Pada satu kesempatan, kami berbincang dengan Budi tentang perjalanannya dari pertama kali berkecimpung di dunia hiburan hingga saat ini. Dalam kisahnya, keberuntungan seolah jadi kata yang berperan penting. Bahkan ia mendeskripsikan keberuntungan layaknya main game.

“Kalo kita main game, skill tinggi adalah kunci. Tapi skill tinggi tidak bisa mengalahkan yang namanya keberuntungan. Sejago apapun orang kalau dibandingkan sama orang beruntung pasti kalah. Di hidup juga sama. Cuma pada akhirnya mau nggak mau kalau ngomong keberuntungan datangnya dari mana, jawabannya relatif karena setiap orang pasti akan jawab sesuai persepsi masing-masing. Kalau aku akan menjawab keberuntungan itu datangnya mau nggak mau dari agama, dari Tuhan. Keberuntungan datang seperti hadiah yang bahasa Arabnya berkah. Makanya kalau di Islam itu dialog tentang keberuntungan banyak. Kaya misal ada salah satu ayat berbunyi ‘Semoga kamu termasuk dalam orang-orang yang beruntung.’ Ini berarti Tuhan memberikan bonus level istilahnya. Bahwa mudah-mudahan kita bisa termasuk dalam orang yang beruntung di mana bentuknya keberuntungannya bisa macam-macam, lewat orang yang bermacam-macam serta di waktu dan tempat yang tidak tentu. Yaa.. terserah Tuhan mau ngasihnya ke siapa.”

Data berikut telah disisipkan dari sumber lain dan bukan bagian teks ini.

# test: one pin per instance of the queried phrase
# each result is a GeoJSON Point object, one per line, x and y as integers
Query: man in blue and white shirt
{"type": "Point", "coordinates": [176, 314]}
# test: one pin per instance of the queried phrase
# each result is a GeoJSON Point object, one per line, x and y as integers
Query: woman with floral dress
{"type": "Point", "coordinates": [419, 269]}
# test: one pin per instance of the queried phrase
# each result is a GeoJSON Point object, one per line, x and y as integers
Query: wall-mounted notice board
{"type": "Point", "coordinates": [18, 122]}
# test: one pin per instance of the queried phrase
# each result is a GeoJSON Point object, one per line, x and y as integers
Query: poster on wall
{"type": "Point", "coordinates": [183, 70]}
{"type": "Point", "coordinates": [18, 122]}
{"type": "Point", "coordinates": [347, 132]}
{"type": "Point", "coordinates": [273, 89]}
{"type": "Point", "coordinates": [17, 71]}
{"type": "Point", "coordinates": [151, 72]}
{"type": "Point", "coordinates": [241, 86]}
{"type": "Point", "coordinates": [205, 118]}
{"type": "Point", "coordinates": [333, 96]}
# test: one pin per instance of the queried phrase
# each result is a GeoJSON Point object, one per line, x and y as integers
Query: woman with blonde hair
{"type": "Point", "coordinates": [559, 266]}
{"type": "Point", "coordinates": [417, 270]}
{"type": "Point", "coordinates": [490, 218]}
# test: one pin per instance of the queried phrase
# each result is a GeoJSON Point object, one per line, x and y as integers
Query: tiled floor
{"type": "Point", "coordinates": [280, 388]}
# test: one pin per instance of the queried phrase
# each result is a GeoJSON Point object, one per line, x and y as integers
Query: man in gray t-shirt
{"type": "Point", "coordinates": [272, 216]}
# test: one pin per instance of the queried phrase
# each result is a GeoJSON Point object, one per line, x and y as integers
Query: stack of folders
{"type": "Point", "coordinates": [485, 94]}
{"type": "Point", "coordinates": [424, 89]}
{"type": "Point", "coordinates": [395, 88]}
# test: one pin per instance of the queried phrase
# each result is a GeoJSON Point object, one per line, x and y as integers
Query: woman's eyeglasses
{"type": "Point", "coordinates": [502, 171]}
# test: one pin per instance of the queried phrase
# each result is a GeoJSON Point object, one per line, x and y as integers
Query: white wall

Tapi bicara begitu, buat Budi bukan berarti manusia tidak bisa mewujudkan sesuatu tanpa keberuntungan. Menurutnya, keberuntungan bukan sesuatu yang diciptakan dengan sistemnya manusia dan perangkat untuk mendapatkan keberuntungan banyak. Salah satunya adalah saat kita berbuat baik. Ia meyakini bahwa untuk mendekatkan kita dengan keberuntungan, kita harus berbuat baik. Ke siapapun itu. Sekalipun orang asing. Budi pun bercerita:

“Aku pernah didatangi seorang bapak ketika sedang di ATM. Dia bilang mau jual handphone buat pulang. Akhirnya bukan membeli handphone-nya, saya berikan uang sejumlah yang diperlukan. Bapak itu berterima kasih sekali. Dari cerita ini, menurutku yang hebat adalah orang yang minta tolong karena dia berdoa sama Tuhan untuk minta ditolong. Lalu doanya langsung dijawab dan ada orang yang menolong. Jadi orang yang menolong digunakan oleh Tuhan untuk mengabulkan doa yang meminta dan aku beruntung di percaya sama Tuhan untuk buat doa itu terkabul.”

Walaupun begitu tetap saja rumus keberuntungan itu misteri. Untuk Budi sendiri, kemampuan bermusik adalah salah satu keberuntungannya. Ini berarti Tuhan memberikan kepercayaan untuk menggunakan berkahnya dalam bermusik. Ia berharap bisa menggunakan kemampuannya dengan cara yang baik dan benar. “Sebenarnya keberuntungan bisa datang dari mindset kita, seperti doa. Ketika memikirkan hal buruk, kita seperti merancang itu di hidup. Tapi ketika kita menganggap itu hal baik yang akan terjadi ya mudah-mudahan terjadi hal yang baik. Mudah-mudahan itu jadi keuntungan buat kita. Nah, akhirnya kita jadi nggak bisa membedah beruntung itu cuma beruntung aja. Keberuntungan juga ada temennya yaitu bersyukur”, tutur Budi.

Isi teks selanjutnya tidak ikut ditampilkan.